Friday, September 18, 2009

Music and Comedy

Posted by Doug Peck (Animal Crackers Music Director)

Hello from Doug Peck, music director of Animal Crackers.

As we enter our fourth week of rehearsal, I have the privilege to accompany this virtuosic company as we drill comedy routines, stage dances and perfect everything from miming harp playing to working with bullwhips. Running between the two rehearsal rooms with these amazing nine actors feels like rehearsing a variety show!

The music in this piece functions differently than the music in a lot of my traditional theater work. Marrying the comedic moment onstage to the right underscoring, when appropriate, is a constant effort. And we are constantly discovering the charm of the music from the 1920s, which could be considered “naive.” The word "naive" often has a judgmental connotation, but it needn’t. As post-Hammerstein, post- Sondheim artists we are always striving for more in terms of storytelling and emotional events, but the songs in this production don't require that. They do, however, require exquisite vocalism, charm and grace—as well as killer arrangements.

Many of these gorgeous songs have fallen out of popularity, and I think the audience will be delighted to discover them. You will be surprised at just how much music is in the show, since the Marx Brothers’ movies tend to have long gaps between musical sequences. It is a complete joy to work with (director) Henry Wishcamper and the team on how best to adapt a film comedy into a stage musical without losing a drop of the fun.

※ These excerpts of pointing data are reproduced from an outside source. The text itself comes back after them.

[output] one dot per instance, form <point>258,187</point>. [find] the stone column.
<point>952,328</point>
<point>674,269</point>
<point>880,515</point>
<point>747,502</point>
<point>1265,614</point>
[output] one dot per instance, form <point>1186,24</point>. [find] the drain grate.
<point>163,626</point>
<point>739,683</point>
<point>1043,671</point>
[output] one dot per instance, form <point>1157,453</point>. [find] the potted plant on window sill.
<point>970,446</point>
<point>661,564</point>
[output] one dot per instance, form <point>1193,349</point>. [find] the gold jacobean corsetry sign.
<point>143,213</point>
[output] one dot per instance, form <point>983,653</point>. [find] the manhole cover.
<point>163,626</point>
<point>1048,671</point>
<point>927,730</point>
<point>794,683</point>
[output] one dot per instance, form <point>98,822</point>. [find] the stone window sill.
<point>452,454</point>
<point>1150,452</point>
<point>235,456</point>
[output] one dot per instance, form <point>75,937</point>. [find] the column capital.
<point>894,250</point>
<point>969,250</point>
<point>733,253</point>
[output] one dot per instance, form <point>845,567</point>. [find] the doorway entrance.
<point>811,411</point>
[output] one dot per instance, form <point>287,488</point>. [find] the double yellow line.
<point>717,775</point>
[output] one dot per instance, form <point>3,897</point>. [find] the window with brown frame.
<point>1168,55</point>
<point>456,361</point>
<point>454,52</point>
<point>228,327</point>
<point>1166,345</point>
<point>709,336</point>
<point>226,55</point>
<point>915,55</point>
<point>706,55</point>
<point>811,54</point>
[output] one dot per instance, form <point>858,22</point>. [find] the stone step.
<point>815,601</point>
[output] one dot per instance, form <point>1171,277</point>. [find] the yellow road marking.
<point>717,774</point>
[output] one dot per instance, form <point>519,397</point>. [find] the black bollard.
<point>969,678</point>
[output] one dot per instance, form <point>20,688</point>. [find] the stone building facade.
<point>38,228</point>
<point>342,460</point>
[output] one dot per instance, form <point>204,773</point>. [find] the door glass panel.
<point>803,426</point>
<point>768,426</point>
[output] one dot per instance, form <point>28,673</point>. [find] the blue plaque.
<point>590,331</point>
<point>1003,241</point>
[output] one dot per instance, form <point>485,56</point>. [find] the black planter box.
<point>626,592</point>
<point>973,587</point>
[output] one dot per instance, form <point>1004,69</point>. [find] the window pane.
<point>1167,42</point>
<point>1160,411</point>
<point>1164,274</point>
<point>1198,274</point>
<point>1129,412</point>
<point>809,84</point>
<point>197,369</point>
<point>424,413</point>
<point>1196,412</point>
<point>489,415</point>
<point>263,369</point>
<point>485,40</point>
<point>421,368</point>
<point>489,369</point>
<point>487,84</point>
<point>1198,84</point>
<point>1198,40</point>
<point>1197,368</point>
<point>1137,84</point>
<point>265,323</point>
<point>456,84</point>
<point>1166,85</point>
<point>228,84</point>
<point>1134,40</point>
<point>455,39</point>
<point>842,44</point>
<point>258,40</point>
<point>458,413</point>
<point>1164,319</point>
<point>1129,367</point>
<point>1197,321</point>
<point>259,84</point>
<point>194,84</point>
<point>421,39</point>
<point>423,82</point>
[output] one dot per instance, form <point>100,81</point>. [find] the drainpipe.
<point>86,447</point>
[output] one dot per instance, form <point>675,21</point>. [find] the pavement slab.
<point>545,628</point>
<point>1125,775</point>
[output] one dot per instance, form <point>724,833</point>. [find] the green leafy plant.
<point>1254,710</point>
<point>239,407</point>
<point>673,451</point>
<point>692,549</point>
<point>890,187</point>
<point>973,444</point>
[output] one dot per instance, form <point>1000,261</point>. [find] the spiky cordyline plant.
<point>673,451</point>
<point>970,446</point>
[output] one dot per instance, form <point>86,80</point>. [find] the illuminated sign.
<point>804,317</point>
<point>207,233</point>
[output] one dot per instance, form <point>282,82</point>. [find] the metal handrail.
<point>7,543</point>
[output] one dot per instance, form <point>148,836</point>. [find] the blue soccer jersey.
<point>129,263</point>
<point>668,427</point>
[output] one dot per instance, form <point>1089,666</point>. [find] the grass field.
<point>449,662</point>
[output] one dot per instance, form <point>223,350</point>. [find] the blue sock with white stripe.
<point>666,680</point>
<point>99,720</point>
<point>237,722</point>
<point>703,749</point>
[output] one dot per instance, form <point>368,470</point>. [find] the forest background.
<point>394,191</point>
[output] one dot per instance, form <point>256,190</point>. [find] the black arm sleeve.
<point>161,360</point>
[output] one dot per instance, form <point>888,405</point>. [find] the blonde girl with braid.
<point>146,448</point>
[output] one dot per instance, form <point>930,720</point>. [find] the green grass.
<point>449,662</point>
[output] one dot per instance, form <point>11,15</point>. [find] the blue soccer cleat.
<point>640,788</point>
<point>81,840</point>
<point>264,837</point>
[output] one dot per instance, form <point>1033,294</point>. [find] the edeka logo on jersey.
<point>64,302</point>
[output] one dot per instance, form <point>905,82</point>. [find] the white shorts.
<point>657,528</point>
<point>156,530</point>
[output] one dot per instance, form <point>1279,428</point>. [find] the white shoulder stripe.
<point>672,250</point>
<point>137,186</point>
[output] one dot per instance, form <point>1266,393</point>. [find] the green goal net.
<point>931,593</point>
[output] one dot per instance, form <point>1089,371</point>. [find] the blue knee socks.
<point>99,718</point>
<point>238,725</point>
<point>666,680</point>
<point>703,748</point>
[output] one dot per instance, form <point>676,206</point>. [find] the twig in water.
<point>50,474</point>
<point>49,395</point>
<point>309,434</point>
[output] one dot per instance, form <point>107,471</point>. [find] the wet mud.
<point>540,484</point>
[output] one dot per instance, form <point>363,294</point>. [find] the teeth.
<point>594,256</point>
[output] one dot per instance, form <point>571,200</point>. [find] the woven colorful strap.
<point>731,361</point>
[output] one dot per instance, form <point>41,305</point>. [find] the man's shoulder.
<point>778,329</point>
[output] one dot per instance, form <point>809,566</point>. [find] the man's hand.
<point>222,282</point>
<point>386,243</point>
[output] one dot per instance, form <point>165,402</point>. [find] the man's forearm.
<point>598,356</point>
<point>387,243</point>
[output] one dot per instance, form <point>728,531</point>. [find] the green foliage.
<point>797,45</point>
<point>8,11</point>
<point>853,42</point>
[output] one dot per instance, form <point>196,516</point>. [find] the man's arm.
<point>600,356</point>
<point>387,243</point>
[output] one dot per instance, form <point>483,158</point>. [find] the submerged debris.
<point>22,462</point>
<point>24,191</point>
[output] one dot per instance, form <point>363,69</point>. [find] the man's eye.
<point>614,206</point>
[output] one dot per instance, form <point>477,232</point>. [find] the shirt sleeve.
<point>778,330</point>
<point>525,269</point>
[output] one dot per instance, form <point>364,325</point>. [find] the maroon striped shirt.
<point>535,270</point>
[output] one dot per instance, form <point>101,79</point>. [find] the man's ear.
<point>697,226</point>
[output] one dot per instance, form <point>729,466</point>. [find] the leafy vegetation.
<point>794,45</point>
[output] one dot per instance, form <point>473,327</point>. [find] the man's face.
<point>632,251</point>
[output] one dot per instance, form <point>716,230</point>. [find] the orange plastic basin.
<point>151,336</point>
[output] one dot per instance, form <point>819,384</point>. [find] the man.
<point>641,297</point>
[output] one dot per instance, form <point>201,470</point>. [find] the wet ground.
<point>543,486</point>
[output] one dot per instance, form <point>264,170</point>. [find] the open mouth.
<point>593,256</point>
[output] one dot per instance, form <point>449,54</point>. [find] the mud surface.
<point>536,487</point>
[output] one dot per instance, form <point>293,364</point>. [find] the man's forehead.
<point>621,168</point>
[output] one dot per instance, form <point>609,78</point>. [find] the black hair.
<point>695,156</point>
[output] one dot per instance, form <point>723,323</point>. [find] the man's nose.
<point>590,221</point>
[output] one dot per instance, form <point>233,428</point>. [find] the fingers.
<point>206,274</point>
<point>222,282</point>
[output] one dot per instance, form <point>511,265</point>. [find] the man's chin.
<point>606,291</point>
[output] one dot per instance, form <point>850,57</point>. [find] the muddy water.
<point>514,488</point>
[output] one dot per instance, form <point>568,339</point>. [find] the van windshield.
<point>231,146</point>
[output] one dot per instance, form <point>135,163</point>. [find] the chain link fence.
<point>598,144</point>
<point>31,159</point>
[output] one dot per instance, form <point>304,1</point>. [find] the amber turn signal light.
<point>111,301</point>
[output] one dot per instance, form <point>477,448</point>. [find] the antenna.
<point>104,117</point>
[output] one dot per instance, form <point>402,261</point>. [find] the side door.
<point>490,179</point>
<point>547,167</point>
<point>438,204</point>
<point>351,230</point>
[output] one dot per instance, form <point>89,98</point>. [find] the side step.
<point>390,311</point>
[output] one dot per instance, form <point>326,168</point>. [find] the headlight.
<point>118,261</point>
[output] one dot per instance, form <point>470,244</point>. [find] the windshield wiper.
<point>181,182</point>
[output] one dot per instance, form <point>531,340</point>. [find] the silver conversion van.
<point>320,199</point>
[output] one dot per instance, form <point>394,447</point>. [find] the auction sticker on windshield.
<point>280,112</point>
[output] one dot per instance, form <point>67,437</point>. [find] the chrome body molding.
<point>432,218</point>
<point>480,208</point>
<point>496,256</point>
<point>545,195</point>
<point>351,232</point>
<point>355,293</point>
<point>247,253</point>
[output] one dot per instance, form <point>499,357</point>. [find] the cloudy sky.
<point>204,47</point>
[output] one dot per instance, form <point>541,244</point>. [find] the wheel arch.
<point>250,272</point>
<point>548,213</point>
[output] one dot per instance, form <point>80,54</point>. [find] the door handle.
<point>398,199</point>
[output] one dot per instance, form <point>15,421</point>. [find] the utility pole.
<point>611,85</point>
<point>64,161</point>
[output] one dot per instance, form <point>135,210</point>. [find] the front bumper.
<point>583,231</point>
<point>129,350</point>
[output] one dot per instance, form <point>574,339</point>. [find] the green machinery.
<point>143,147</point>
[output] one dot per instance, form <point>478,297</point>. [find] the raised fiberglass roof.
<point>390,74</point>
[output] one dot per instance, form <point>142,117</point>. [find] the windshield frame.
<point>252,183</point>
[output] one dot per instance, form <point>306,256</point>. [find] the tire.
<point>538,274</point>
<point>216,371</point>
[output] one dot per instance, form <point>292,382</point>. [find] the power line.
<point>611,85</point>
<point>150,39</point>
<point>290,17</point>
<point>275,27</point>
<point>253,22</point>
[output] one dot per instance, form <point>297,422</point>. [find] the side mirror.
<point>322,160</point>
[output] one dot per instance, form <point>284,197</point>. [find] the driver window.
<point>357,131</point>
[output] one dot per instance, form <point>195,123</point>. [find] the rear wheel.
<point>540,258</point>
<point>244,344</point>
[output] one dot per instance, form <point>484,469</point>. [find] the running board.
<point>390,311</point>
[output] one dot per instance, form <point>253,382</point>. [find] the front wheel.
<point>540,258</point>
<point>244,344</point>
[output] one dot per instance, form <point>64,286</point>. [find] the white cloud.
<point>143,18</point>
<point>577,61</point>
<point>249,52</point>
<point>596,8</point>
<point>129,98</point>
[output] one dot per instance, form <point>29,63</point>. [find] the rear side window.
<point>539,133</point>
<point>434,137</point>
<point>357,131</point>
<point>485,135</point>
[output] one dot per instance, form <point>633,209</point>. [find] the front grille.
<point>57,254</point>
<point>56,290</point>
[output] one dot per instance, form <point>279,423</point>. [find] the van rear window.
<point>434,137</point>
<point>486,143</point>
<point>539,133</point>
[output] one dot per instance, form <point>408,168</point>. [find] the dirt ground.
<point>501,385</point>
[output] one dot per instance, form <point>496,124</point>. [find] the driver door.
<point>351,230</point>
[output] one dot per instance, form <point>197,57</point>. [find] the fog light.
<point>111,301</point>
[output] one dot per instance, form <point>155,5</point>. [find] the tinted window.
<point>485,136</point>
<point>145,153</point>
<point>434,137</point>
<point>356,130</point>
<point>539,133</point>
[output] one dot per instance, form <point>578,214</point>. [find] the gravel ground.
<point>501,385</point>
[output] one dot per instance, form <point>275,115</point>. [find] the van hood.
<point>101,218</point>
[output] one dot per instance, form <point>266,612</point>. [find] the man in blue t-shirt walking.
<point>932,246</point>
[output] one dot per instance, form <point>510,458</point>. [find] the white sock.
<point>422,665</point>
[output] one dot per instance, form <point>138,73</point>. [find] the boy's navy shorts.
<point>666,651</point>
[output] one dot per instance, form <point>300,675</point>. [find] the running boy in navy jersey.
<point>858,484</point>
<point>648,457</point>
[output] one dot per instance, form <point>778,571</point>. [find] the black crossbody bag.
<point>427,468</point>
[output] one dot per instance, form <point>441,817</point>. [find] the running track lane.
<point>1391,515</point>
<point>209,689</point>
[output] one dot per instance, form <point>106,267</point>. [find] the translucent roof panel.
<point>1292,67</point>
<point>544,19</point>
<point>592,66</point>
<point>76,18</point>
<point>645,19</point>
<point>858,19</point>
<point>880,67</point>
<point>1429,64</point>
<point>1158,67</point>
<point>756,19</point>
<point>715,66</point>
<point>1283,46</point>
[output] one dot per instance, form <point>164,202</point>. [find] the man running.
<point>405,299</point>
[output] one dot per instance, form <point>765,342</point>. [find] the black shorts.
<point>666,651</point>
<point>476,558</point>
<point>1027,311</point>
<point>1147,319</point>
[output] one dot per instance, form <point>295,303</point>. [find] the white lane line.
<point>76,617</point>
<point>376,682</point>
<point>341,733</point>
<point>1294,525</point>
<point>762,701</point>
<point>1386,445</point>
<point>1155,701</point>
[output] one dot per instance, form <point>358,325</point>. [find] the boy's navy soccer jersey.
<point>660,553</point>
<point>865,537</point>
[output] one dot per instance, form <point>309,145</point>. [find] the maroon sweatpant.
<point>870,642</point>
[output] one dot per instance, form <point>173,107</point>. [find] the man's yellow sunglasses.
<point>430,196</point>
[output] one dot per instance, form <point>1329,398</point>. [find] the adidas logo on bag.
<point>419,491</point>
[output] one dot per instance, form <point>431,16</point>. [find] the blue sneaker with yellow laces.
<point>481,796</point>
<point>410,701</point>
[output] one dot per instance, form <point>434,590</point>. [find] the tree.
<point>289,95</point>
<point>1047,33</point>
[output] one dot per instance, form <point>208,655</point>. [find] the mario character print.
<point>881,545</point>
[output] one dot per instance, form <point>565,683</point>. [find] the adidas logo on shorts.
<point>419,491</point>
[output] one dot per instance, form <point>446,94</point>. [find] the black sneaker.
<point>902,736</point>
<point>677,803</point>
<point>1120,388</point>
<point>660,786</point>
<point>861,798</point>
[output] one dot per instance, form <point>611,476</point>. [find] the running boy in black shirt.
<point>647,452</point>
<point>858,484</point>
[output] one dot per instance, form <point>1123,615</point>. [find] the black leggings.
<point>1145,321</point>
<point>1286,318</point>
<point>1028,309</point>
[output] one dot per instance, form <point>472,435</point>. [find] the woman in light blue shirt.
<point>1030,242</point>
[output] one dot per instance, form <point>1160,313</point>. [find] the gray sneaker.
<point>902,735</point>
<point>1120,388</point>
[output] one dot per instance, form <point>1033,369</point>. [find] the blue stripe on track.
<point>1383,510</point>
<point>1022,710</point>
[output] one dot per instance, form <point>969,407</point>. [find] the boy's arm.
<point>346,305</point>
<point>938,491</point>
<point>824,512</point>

We look forward to sharing Animal Crackers with the Goodman audiences, since comedy and music aren't complete without you!

See you at the theater,

1 comment:

  1. Thanks for the post!
    And may I congratulate you for some excellent arrangements! The music was very well suited to the comedy and the nostalgic "art deco" mood. I felt like I was watching an Astaire/Rogers movie. I think my favorite number was "The Blues My Naughty Sweetie Gave to Me"; a great arrangement of a classic tune, and so well performed by both the musicians and Mara and Jessie.
    May I ask how you got into music directing for theatre? Any advice for aspiring young arrangers/composers like myself?